住宅ローンアドバイザーができる事、できない事とは?
住宅ローンアドバイザーができる事は?
住宅ローンアドバイザーができる事は、下記のアドバイスです。
【住宅ローンアドバイザーができる事】
- 住宅ローンの基本情報
- 金利の種類と返済方法の違い
- 借りられるローンと返せるローンの違い
- 実際のローン金額の計算
- 住宅に関する税金の計算
- 繰り上げ返済
- 住宅ローンの借り換え
住宅ローンアドバイザーができない事は?
それでは、住宅ローンアドバイザーができない事は何でしょうか?
資格試験では、住宅ローンのみを学習します。よって、住宅に関しては住宅ローン以外の事は学習しません。
具体的には下記のようなものが挙げられます。
【住宅に関する住宅ローンアドバイザーができない事】
- 建物の構造や施工に対する知識
- 不動産の紹介
- 不動産のリフォーム
- 住宅ローンの契約
よって、住宅ローンアドバイザーのみの資格でできる仕事というのはあまりありません。
住宅ローンアドバイザーは、ファイナンシャル・プランナーや司法書士や宅地建物取引士などの住宅に関係する資格を持っている人が多くなっています。
住宅ローンアドバイザーまとめ
住宅ローンアドバイザーについて解説しました。
あまりなじみのなかった住宅ローンアドバイザーの資格を、理解していただけたのではないでしょうか?

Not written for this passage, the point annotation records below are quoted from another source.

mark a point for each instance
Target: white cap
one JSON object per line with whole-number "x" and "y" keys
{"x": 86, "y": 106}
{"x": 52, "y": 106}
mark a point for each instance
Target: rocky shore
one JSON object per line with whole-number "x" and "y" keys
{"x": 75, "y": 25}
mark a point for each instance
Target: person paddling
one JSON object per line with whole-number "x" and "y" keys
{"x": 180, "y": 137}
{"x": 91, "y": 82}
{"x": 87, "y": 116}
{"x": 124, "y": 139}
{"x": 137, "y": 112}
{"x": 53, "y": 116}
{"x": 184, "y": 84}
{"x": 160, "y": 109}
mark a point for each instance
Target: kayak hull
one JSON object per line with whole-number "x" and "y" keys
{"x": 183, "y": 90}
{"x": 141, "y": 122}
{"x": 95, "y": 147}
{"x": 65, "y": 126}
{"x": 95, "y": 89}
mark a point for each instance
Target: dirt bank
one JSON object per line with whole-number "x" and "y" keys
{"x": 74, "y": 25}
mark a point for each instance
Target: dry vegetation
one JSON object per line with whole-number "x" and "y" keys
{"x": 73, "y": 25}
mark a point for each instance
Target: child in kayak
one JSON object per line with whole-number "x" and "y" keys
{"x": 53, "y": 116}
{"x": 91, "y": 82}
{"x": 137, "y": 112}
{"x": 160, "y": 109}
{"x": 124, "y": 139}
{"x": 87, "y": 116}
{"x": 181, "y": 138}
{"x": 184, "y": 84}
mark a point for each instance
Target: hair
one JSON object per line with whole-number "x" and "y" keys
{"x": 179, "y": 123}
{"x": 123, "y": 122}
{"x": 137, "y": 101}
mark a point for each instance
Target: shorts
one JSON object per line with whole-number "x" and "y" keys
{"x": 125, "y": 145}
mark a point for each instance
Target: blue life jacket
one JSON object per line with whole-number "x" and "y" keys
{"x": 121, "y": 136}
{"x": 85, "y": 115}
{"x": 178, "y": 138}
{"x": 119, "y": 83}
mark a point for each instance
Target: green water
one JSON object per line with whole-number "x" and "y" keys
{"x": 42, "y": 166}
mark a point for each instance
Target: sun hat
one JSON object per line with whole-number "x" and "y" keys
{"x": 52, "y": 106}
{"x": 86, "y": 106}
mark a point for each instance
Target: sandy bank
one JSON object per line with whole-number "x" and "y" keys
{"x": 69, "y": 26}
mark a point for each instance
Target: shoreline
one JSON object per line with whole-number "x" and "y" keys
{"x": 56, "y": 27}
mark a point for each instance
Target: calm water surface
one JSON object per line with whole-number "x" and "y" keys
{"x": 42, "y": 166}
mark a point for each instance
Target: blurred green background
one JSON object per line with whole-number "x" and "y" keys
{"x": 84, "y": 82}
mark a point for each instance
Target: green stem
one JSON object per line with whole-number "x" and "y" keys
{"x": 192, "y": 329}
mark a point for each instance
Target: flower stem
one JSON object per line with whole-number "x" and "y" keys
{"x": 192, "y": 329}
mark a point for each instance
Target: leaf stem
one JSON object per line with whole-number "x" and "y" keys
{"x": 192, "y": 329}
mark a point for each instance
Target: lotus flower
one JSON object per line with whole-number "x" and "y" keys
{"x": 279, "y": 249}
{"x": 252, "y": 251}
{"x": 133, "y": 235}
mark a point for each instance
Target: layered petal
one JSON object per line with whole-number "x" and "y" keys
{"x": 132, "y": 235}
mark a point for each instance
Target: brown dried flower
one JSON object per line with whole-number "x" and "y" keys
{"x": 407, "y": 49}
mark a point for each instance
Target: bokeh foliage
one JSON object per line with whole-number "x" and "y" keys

住宅は、人生の買い物の中でも最も高いものと言われています。住宅ローンは金利も含めると、数千万円にもなり、お得な商品を選ぶだけでも、車1台分もしくはそれ以上は変わってきます。
本文の中でも解説していますが、住宅ローンアドバイザーには、自分たちの報酬を優先する人もいます。
可能であれば独立した住宅ローンアドバイザーを担当にするか、複数の住宅ローンアドバイザーの意見を聞くことで、自分に合った住宅ローンが見つかると考えられますので、住宅ローンを申し込む前に住宅ローンアドバイザーを探すようにしましょう。